Donc, d’un point de vue concurrentiel et environnemental, faire du L2 semble actuellement une affaire profitable.
Pour qui est l’affaire du L2 ?
Au-delà de l’aspect commercial, je perçois une certaine « redondance » dans cet écosystème.
On voit souvent un projet migrer d’une L1 à une autre, ou passer du support d’un L2 à plusieurs L2. Les projets sautent de chaîne en chaîne, tandis que le nombre de chaînes ne cesse d’augmenter.
Changer d’écosystème permet de conquérir de nouveaux territoires, de rassembler de nouvelles ressources, d’attirer de nouveaux utilisateurs. D’une certaine manière, les L1 et L2 ressemblent à des colonies non développées. Indépendamment des nuances techniques, les mêmes activités peuvent être relancées ailleurs.
Avons-nous besoin de tant d’« endroits » ? À qui servent-ils ?
Les capitaux en ont besoin, les farmers en ont besoin, les scammeurs en ont besoin, les narrations en ont besoin… Seuls les besoins normaux des utilisateurs n’en ont peut-être pas besoin.
Si tous les L2 vantent systématiquement des frais plus bas et une vitesse plus élevée, quelle est leur véritable différence ?
Après tout, pour l’utilisateur final, le processus technique n’a pas d’importance ; lorsque les résultats d’utilisation sont identiques, les L2 de plus en plus compétitifs deviennent interchangeables.

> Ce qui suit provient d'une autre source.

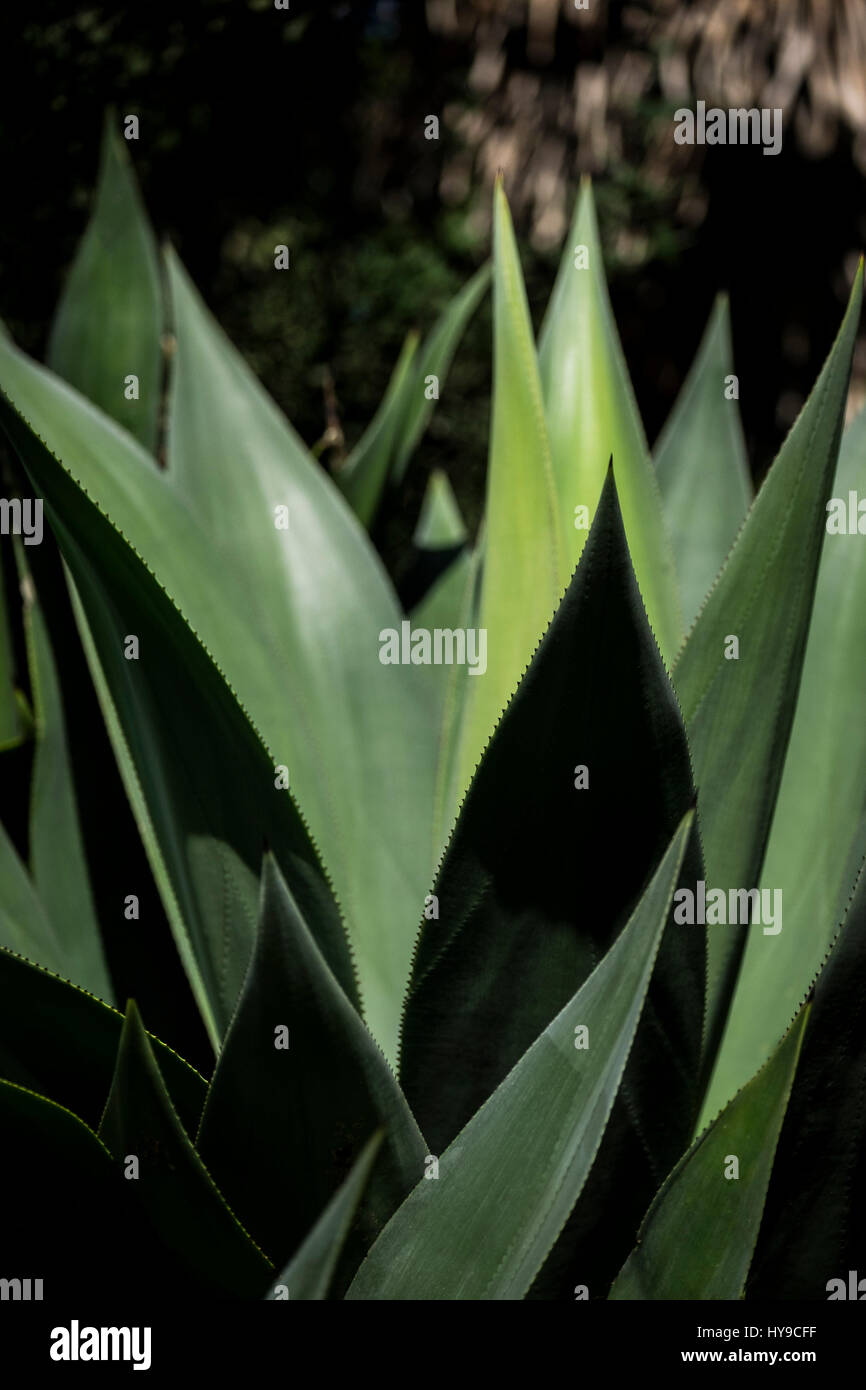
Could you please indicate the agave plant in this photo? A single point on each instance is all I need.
(528, 929)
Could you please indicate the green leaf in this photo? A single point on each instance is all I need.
(815, 1219)
(312, 1268)
(453, 602)
(818, 837)
(72, 1061)
(109, 321)
(449, 605)
(509, 1180)
(64, 1219)
(434, 360)
(292, 1118)
(738, 713)
(439, 524)
(699, 1233)
(24, 925)
(200, 781)
(11, 723)
(173, 1184)
(363, 476)
(527, 901)
(592, 416)
(355, 733)
(524, 569)
(702, 467)
(57, 852)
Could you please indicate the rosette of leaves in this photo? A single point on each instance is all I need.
(463, 1044)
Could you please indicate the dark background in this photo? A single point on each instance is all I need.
(307, 127)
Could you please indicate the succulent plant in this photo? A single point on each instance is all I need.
(527, 929)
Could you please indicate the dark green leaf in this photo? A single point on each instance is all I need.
(171, 1182)
(299, 1087)
(702, 467)
(57, 852)
(818, 838)
(699, 1233)
(310, 1269)
(110, 316)
(592, 416)
(815, 1221)
(363, 476)
(527, 901)
(434, 360)
(72, 1059)
(483, 1226)
(738, 712)
(200, 781)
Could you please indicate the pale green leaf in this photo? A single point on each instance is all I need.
(510, 1178)
(526, 569)
(109, 321)
(702, 467)
(592, 417)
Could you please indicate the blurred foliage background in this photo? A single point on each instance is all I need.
(306, 127)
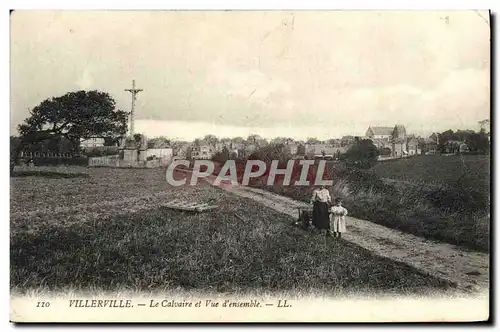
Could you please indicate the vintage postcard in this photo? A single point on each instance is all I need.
(250, 166)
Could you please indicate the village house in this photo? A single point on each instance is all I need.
(379, 132)
(453, 146)
(92, 142)
(395, 140)
(323, 151)
(202, 150)
(430, 145)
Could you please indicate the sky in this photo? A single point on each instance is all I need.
(299, 74)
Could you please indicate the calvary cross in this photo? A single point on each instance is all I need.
(134, 92)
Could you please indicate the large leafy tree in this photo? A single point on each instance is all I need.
(73, 116)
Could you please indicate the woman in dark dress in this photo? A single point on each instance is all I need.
(321, 201)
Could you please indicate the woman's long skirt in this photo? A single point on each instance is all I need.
(321, 218)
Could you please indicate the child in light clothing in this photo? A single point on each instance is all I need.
(337, 218)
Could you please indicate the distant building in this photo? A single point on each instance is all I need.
(92, 142)
(394, 139)
(326, 151)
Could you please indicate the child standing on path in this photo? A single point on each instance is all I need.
(338, 213)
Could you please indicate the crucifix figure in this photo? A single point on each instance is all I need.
(134, 92)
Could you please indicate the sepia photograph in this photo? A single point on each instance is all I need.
(250, 166)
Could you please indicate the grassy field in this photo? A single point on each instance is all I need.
(445, 198)
(438, 170)
(102, 229)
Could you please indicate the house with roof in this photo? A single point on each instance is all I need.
(202, 150)
(394, 139)
(92, 142)
(323, 151)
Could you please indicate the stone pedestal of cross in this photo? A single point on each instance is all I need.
(134, 92)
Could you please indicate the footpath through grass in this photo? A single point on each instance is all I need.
(163, 249)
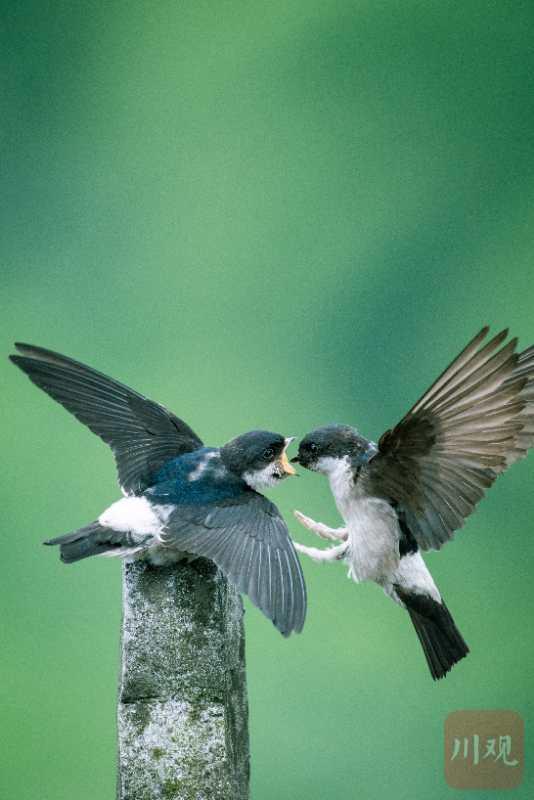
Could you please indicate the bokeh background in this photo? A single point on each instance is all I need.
(262, 215)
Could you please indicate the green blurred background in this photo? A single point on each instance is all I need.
(262, 215)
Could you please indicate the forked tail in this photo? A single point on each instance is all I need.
(95, 540)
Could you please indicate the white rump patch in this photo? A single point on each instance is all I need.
(413, 575)
(135, 514)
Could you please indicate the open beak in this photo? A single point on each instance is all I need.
(285, 466)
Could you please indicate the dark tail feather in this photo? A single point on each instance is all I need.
(442, 642)
(92, 540)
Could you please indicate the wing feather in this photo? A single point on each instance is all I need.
(475, 420)
(249, 541)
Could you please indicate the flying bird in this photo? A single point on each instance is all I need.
(415, 488)
(180, 496)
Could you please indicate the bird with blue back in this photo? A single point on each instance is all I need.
(411, 491)
(181, 499)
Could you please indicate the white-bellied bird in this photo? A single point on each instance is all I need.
(413, 489)
(180, 497)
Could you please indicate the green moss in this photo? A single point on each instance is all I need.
(141, 716)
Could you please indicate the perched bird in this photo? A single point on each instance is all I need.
(180, 497)
(413, 489)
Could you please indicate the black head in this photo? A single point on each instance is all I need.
(332, 442)
(258, 457)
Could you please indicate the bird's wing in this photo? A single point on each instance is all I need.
(525, 439)
(142, 434)
(465, 430)
(249, 541)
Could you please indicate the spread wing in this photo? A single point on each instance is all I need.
(249, 541)
(142, 434)
(473, 422)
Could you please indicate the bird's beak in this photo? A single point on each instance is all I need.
(286, 467)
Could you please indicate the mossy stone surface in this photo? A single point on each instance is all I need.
(182, 712)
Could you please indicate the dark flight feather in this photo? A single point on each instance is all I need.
(475, 420)
(248, 539)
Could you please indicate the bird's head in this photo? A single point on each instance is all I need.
(325, 448)
(259, 458)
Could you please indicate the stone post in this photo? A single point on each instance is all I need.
(182, 711)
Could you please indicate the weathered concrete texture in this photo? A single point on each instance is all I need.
(182, 712)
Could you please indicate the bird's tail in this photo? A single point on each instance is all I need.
(95, 540)
(442, 642)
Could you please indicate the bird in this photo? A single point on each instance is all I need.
(413, 489)
(180, 498)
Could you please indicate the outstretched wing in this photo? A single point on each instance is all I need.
(474, 421)
(248, 539)
(142, 434)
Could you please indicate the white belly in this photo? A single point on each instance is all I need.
(373, 541)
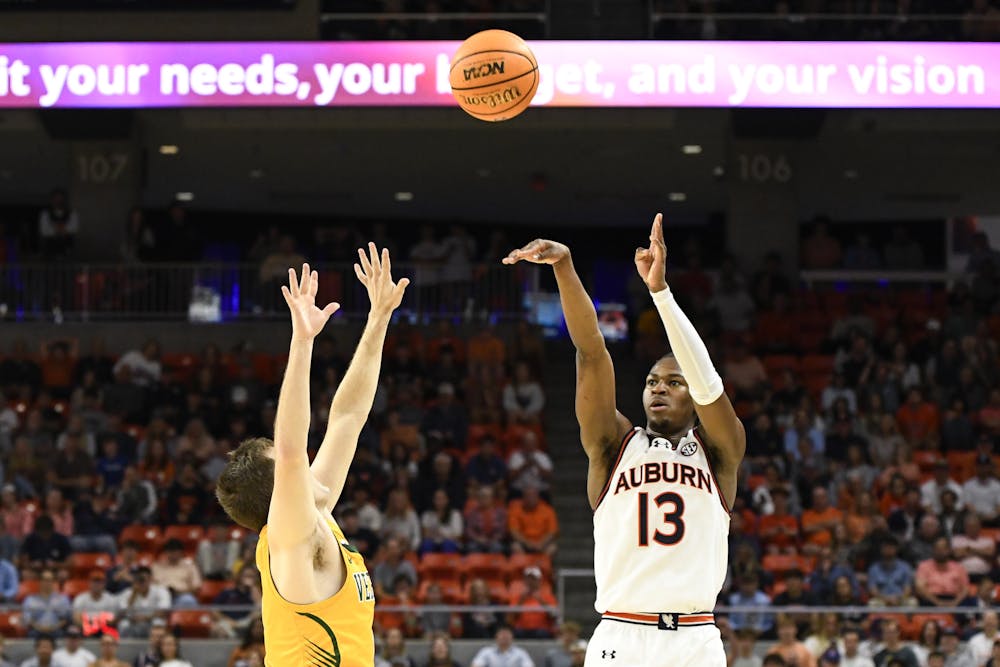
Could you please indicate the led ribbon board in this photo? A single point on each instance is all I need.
(573, 74)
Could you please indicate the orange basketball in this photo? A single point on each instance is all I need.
(494, 75)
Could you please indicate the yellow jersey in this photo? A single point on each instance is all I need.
(336, 632)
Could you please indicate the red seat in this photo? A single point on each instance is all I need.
(189, 535)
(816, 364)
(84, 562)
(192, 623)
(210, 588)
(148, 537)
(74, 587)
(11, 625)
(499, 593)
(27, 587)
(451, 590)
(485, 566)
(439, 566)
(517, 563)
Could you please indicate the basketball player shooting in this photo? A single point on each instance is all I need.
(318, 601)
(661, 493)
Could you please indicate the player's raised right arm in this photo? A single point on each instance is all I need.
(601, 425)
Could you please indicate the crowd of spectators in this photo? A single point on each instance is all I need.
(909, 20)
(870, 481)
(107, 515)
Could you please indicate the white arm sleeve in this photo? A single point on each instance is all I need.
(703, 380)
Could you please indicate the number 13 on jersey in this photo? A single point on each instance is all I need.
(672, 505)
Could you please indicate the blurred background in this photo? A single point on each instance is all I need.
(842, 265)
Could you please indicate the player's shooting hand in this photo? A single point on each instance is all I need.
(651, 262)
(300, 295)
(375, 273)
(539, 251)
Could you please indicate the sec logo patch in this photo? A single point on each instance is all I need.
(689, 448)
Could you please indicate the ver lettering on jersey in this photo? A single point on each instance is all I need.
(663, 471)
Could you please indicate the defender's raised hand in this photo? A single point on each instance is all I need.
(539, 251)
(375, 274)
(651, 262)
(300, 295)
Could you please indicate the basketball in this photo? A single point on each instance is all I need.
(494, 75)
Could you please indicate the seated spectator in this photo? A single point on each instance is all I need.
(893, 649)
(9, 581)
(391, 566)
(58, 226)
(16, 520)
(140, 604)
(981, 643)
(187, 500)
(951, 518)
(448, 418)
(503, 654)
(363, 539)
(48, 611)
(171, 652)
(818, 522)
(529, 465)
(245, 592)
(749, 594)
(95, 607)
(921, 546)
(486, 467)
(485, 523)
(779, 530)
(955, 655)
(917, 418)
(151, 656)
(442, 526)
(136, 498)
(108, 654)
(890, 579)
(941, 581)
(974, 550)
(804, 427)
(122, 573)
(480, 624)
(72, 470)
(110, 465)
(532, 524)
(178, 574)
(534, 624)
(982, 492)
(400, 521)
(45, 548)
(852, 656)
(523, 398)
(251, 646)
(217, 551)
(789, 647)
(140, 368)
(45, 646)
(930, 491)
(903, 521)
(394, 650)
(73, 654)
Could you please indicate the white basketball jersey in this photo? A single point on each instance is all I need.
(661, 529)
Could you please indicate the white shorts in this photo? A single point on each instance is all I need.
(649, 640)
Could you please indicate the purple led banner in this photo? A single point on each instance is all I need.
(573, 74)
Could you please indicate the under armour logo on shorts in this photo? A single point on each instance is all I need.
(667, 622)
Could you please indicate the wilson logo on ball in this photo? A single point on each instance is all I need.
(486, 69)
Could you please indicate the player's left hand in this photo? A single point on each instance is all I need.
(375, 273)
(300, 295)
(651, 262)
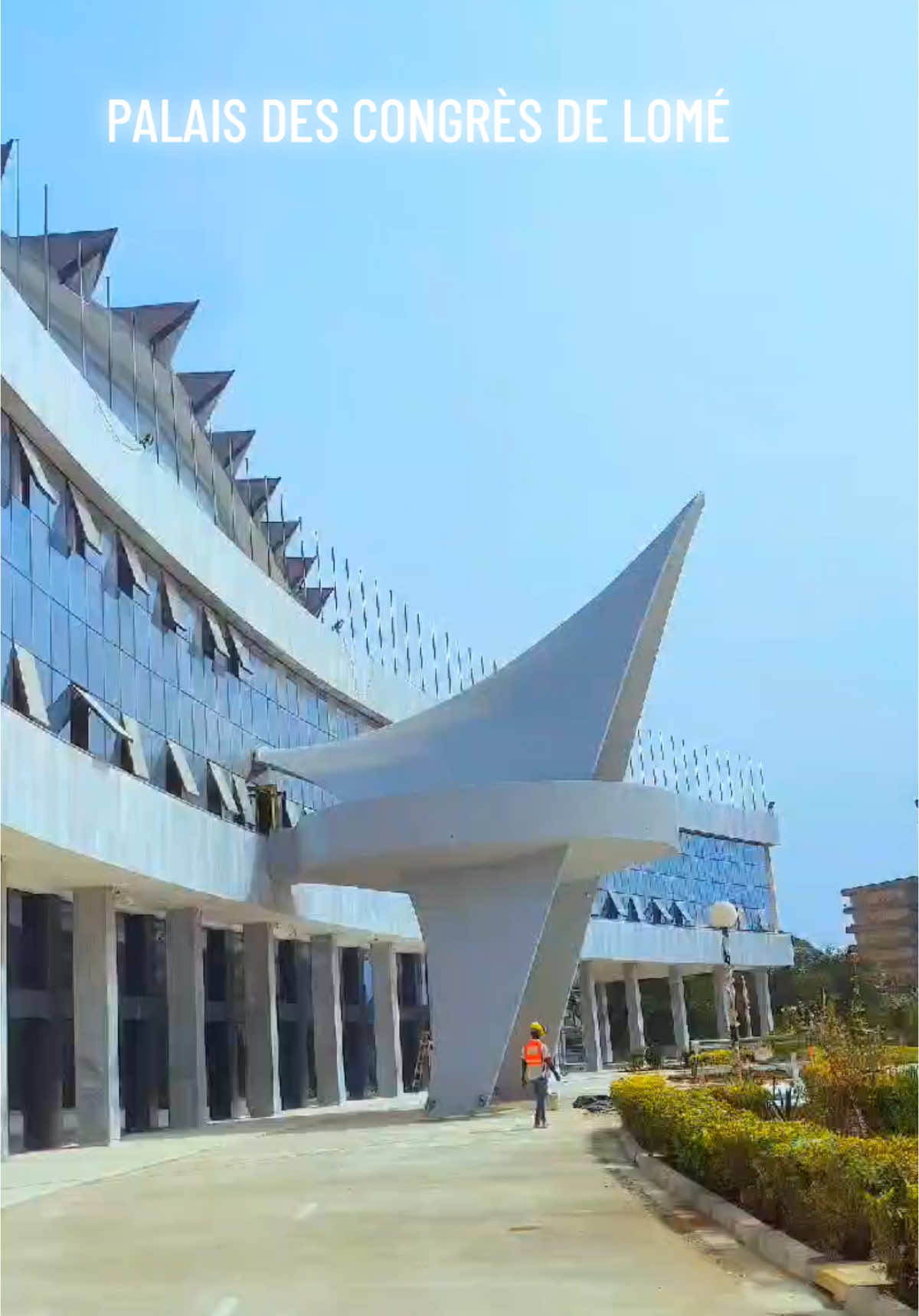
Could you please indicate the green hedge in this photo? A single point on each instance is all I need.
(852, 1197)
(880, 1103)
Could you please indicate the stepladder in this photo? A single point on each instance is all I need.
(423, 1063)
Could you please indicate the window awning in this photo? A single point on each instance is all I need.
(181, 765)
(36, 466)
(219, 778)
(31, 688)
(133, 560)
(684, 916)
(135, 749)
(619, 904)
(293, 811)
(244, 798)
(173, 603)
(240, 648)
(659, 908)
(100, 711)
(216, 631)
(633, 911)
(91, 532)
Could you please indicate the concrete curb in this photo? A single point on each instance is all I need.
(796, 1259)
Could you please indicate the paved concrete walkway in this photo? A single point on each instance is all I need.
(369, 1213)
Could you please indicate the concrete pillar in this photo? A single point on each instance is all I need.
(551, 977)
(747, 1012)
(721, 982)
(764, 1002)
(590, 1023)
(96, 1016)
(386, 1019)
(261, 988)
(44, 1082)
(303, 1019)
(636, 1019)
(482, 928)
(185, 998)
(603, 1020)
(327, 1021)
(5, 1037)
(679, 1010)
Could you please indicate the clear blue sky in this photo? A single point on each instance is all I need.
(492, 374)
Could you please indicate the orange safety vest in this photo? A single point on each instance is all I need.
(534, 1054)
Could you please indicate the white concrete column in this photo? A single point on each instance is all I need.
(603, 1023)
(481, 928)
(590, 1023)
(327, 1021)
(303, 1017)
(551, 977)
(636, 1019)
(386, 1019)
(764, 1002)
(721, 981)
(260, 971)
(5, 1052)
(96, 1016)
(679, 1010)
(185, 999)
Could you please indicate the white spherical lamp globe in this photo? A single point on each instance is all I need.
(723, 915)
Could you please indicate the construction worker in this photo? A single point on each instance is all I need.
(536, 1063)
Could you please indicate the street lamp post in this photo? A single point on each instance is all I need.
(726, 918)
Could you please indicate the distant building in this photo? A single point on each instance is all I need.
(884, 924)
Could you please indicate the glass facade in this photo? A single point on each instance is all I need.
(708, 869)
(86, 622)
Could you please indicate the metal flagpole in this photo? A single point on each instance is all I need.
(393, 633)
(133, 373)
(80, 262)
(175, 424)
(155, 404)
(108, 313)
(18, 230)
(214, 475)
(194, 448)
(252, 543)
(47, 269)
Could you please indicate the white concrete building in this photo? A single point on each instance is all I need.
(185, 939)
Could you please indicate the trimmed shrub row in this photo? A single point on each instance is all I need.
(886, 1102)
(851, 1197)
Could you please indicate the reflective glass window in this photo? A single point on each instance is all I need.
(21, 609)
(157, 704)
(77, 586)
(111, 618)
(78, 653)
(60, 638)
(41, 556)
(95, 651)
(112, 673)
(126, 624)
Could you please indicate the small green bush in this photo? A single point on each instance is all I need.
(845, 1195)
(747, 1096)
(882, 1102)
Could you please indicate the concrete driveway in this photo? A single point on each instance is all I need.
(368, 1211)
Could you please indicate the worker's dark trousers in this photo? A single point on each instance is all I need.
(540, 1087)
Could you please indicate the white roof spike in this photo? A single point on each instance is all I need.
(565, 710)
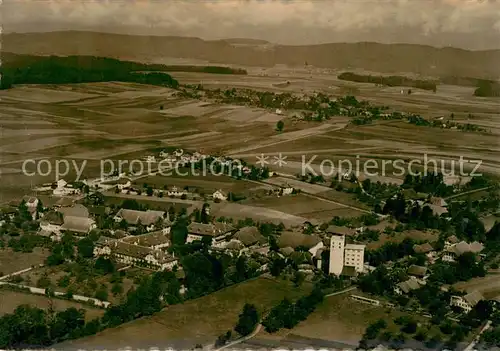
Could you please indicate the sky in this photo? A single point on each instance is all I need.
(469, 24)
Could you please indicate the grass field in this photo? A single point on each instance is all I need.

L’histoire montre que, après chaque cycle de nouvelles blockchains, Ethereum reste Ethereum, et sort même renforcé de la concurrence.
Pourrait-on observer le même phénomène avec les L2 actuels ? Passer de la mer bleue à la mer rouge, puis à la mer morte ? Après une vague de distribution massive, la densité de projets augmente, et finalement, seuls un ou deux survivront à la surface, tandis que le nombre d’utilisateurs réels pourrait rester très limité.
L’affaire du L2 peut rapporter vite. Espérons qu’elle ne vide pas l’étang.